Alex had never been so surprised in his life. The boy he'd spent much of his teenage life in awe of, was crying in front of him. They weren't just normal tears either, great wracking sobs were reverberating through him, and Alex wasn't quite sure what to do.
"I just...don't know...how to live...without her anymore. She...was everything...my everything."
"I know man. Michael, I know that. You think it isn't killing us to see you like this? But it's her choice, and we can't make her do anything." The tears seemed to have abated slightly, leaving both of them feeling somewhat awkward.
"I guess I have to...you know...get over it. For you guys." Alex shook his head.
"No Mike...you need to do it for you."
"I think I'll be ok now Whitman." The smaller man nodded and surveyed the room for anything else flammable. "I'm not going to set anything else on fire, I promise." Alex chuckled despite himself.
"Well, if you're sure.

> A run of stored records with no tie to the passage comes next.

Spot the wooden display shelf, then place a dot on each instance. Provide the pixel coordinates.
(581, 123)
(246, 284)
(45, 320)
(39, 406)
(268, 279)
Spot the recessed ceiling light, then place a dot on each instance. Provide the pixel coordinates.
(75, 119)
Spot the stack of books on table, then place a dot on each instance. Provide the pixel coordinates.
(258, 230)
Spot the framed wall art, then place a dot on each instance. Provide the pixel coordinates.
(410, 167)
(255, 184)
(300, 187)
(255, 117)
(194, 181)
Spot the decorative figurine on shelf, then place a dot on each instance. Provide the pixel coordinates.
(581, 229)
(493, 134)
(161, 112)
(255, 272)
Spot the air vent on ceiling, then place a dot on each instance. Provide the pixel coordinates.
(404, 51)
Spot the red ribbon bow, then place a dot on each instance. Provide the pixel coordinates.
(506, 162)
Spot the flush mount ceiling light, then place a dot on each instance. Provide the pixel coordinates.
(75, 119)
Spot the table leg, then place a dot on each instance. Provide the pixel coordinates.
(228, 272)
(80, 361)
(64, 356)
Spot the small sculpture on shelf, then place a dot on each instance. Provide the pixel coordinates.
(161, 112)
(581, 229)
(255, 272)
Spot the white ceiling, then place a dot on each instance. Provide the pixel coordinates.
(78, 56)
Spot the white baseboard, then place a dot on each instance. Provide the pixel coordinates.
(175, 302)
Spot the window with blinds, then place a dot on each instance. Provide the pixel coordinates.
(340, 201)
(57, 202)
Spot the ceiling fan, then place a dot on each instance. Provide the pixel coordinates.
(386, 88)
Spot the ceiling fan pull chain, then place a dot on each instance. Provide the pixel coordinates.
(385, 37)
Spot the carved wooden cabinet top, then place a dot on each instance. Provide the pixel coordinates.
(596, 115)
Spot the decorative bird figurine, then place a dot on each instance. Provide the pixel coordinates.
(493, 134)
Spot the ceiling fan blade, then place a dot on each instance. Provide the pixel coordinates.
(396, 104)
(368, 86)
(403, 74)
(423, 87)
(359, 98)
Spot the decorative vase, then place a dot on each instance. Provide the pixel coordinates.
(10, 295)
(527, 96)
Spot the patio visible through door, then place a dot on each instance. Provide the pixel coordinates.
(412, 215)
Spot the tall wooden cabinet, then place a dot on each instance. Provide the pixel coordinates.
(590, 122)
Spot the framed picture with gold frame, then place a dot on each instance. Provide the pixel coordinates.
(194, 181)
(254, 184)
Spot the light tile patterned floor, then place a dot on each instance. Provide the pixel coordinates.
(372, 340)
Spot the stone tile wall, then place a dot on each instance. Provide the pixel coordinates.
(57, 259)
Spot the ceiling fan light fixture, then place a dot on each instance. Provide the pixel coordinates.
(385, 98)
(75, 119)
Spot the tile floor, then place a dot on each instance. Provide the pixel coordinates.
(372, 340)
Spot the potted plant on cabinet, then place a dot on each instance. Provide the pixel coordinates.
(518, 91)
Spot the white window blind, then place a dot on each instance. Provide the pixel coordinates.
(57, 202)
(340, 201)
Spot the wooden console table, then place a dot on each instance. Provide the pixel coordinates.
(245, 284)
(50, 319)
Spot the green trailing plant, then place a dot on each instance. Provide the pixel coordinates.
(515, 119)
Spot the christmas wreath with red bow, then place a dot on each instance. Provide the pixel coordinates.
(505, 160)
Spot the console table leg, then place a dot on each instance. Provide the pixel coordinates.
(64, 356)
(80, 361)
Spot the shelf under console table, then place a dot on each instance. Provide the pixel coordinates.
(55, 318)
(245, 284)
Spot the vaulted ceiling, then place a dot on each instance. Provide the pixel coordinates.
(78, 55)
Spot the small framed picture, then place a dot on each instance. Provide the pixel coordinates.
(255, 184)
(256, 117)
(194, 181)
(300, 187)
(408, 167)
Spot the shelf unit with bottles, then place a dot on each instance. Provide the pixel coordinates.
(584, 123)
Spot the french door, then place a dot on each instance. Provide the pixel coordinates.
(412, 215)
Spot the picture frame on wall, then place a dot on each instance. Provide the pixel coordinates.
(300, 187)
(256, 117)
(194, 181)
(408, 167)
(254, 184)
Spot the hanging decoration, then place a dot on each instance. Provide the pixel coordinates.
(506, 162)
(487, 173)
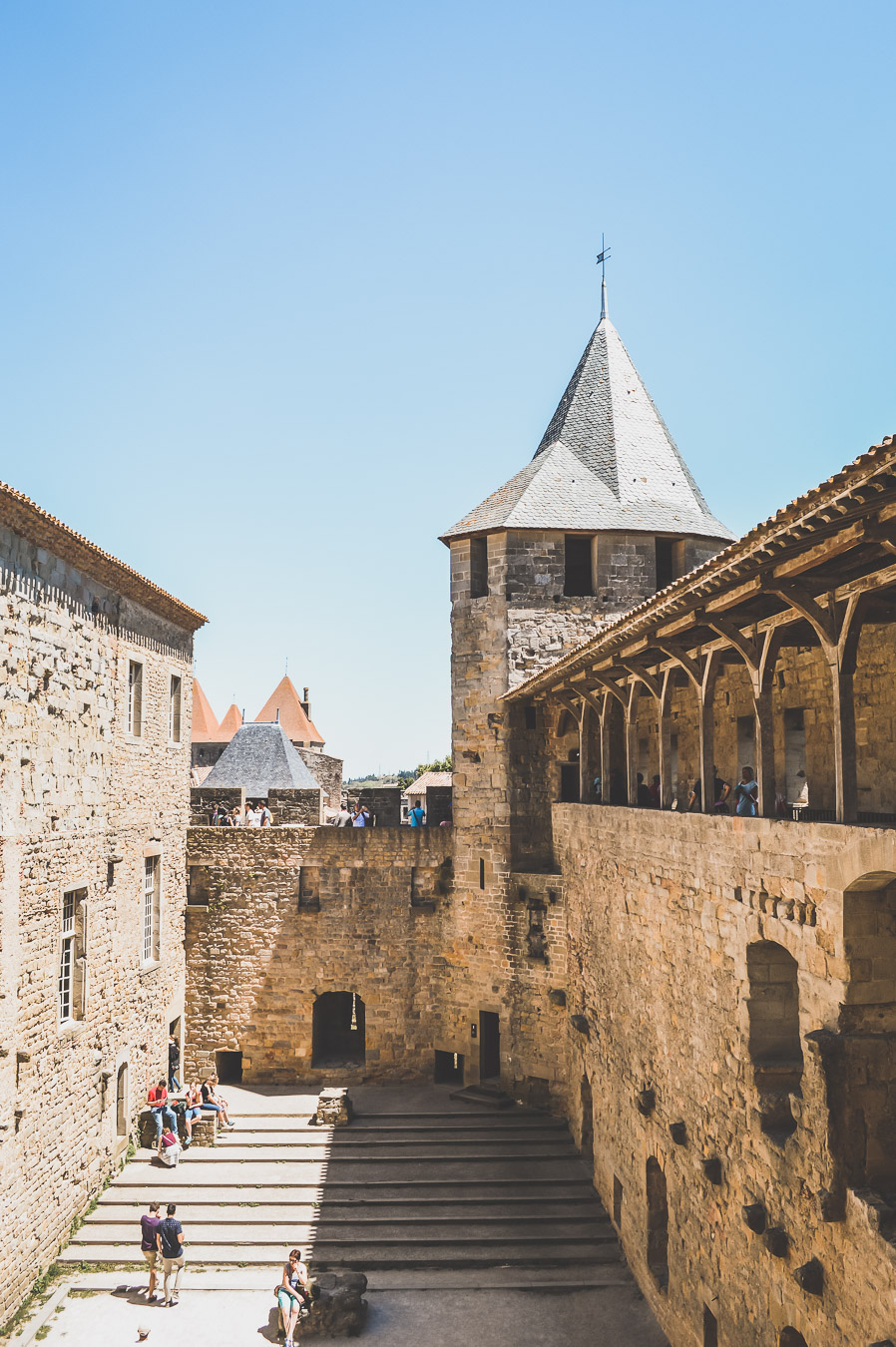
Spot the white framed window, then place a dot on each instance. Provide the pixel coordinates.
(174, 708)
(151, 908)
(73, 957)
(135, 697)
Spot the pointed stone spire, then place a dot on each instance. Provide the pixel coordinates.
(607, 460)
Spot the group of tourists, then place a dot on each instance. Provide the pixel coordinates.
(197, 1101)
(256, 815)
(162, 1238)
(742, 797)
(353, 816)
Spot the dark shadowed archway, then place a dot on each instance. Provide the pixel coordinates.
(337, 1030)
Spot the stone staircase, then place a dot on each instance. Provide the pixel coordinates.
(502, 1197)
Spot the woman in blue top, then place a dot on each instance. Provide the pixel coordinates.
(746, 795)
(292, 1292)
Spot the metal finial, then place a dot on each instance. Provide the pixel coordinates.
(601, 257)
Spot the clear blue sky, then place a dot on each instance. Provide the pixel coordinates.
(287, 287)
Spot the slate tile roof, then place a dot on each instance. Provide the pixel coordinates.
(230, 723)
(258, 757)
(607, 461)
(292, 718)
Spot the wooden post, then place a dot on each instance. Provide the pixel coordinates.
(585, 764)
(631, 742)
(845, 788)
(764, 754)
(665, 745)
(607, 756)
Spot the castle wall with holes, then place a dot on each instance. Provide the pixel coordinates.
(737, 990)
(85, 1004)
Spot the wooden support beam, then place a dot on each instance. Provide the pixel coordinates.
(650, 681)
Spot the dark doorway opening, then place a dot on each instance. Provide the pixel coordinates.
(489, 1046)
(337, 1034)
(227, 1067)
(710, 1328)
(449, 1069)
(122, 1101)
(657, 1223)
(588, 1121)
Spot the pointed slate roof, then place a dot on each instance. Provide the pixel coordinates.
(292, 718)
(230, 723)
(258, 757)
(607, 461)
(204, 727)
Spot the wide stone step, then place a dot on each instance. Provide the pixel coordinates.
(257, 1168)
(257, 1232)
(235, 1208)
(352, 1143)
(389, 1137)
(365, 1257)
(182, 1188)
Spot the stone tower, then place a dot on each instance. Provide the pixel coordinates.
(604, 515)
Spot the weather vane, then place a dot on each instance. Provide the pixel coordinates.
(601, 257)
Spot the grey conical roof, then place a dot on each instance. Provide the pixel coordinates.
(607, 461)
(258, 757)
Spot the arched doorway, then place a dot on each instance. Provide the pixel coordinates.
(122, 1101)
(337, 1030)
(588, 1121)
(657, 1223)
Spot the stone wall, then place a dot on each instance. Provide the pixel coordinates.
(205, 797)
(384, 803)
(292, 913)
(295, 808)
(83, 803)
(662, 911)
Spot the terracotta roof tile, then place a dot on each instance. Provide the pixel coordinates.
(296, 724)
(29, 520)
(229, 724)
(205, 726)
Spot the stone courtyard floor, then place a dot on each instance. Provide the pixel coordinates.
(410, 1305)
(605, 1317)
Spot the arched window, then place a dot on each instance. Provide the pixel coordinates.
(657, 1223)
(775, 1044)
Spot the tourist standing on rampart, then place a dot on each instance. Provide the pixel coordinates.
(746, 795)
(149, 1245)
(170, 1239)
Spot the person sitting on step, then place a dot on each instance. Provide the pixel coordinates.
(292, 1295)
(214, 1102)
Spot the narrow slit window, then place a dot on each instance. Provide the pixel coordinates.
(479, 568)
(135, 697)
(73, 980)
(174, 710)
(151, 908)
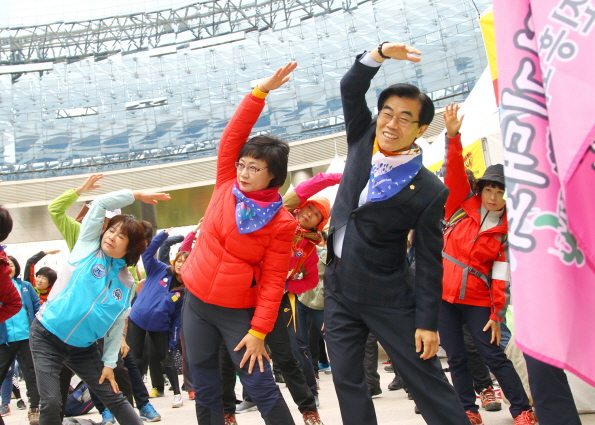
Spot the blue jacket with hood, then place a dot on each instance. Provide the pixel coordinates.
(91, 297)
(158, 307)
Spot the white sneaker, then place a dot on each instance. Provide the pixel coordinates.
(178, 402)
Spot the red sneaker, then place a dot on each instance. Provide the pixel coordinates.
(489, 400)
(475, 418)
(229, 420)
(525, 418)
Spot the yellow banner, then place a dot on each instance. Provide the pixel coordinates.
(474, 160)
(489, 38)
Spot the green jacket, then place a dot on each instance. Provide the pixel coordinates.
(68, 226)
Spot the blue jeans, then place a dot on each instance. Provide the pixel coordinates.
(452, 317)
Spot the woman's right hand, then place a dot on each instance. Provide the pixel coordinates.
(452, 122)
(255, 351)
(149, 197)
(277, 79)
(89, 184)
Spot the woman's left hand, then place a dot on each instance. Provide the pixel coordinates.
(108, 373)
(150, 198)
(254, 351)
(277, 79)
(496, 331)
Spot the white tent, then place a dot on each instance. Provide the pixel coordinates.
(481, 121)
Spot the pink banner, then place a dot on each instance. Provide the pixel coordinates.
(545, 64)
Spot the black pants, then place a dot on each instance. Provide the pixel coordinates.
(205, 326)
(288, 314)
(479, 371)
(371, 364)
(20, 350)
(452, 317)
(50, 354)
(284, 358)
(554, 404)
(347, 325)
(136, 340)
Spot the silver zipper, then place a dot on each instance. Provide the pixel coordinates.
(106, 290)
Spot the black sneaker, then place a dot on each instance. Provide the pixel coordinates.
(396, 384)
(375, 393)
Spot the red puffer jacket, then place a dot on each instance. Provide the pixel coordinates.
(233, 270)
(484, 251)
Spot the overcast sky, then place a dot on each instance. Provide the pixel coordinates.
(15, 13)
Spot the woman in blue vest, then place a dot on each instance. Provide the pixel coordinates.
(91, 300)
(14, 337)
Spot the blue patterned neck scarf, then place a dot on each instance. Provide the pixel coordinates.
(253, 215)
(390, 174)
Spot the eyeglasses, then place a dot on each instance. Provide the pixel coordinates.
(251, 169)
(401, 121)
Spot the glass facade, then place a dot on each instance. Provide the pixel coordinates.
(126, 109)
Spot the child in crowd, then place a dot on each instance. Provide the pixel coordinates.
(235, 275)
(156, 312)
(10, 301)
(45, 277)
(14, 339)
(89, 301)
(476, 277)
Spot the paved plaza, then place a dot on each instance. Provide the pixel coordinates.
(392, 408)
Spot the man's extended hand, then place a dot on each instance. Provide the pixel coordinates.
(429, 341)
(397, 51)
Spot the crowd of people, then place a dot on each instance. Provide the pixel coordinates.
(254, 292)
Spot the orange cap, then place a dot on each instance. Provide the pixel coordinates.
(323, 205)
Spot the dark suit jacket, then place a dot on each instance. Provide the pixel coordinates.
(374, 270)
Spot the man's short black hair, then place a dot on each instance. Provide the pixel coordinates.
(409, 91)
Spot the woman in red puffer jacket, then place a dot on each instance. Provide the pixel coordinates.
(236, 272)
(476, 277)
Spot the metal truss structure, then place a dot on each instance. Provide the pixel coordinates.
(70, 41)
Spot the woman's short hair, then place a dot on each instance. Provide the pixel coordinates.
(148, 230)
(272, 150)
(17, 266)
(5, 223)
(49, 273)
(136, 233)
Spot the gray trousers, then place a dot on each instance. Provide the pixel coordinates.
(50, 353)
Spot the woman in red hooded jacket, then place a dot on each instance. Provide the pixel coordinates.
(476, 277)
(236, 272)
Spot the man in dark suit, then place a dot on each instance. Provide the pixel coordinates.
(369, 285)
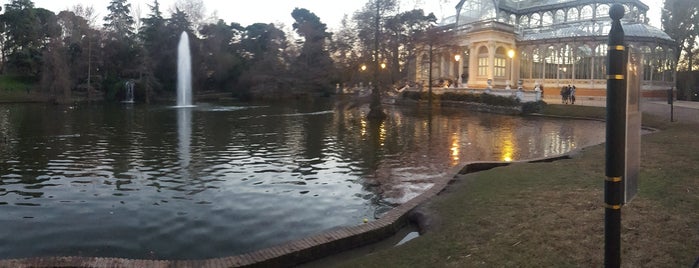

You know, we could've used you when me and my dad used to go camping...we never could start a fire to toast marshmallows over."
"Hardy har. Go now before I fry your hair off Whitman." Michael turned from the window and caught his friends eye. He was still worried, but a lot less. "Go on...I've worn myself out. Tell Is I'm ok too...and Liz. Please?" Alex wasn't sure if it was a plea not to tell, or simply to miss out pieces of the story. Either way, he knew that he would. He waved and exited, the smell of melted paint still in the air. God, for all of their sakes he hoped Michael could get through this. All alone in the universe.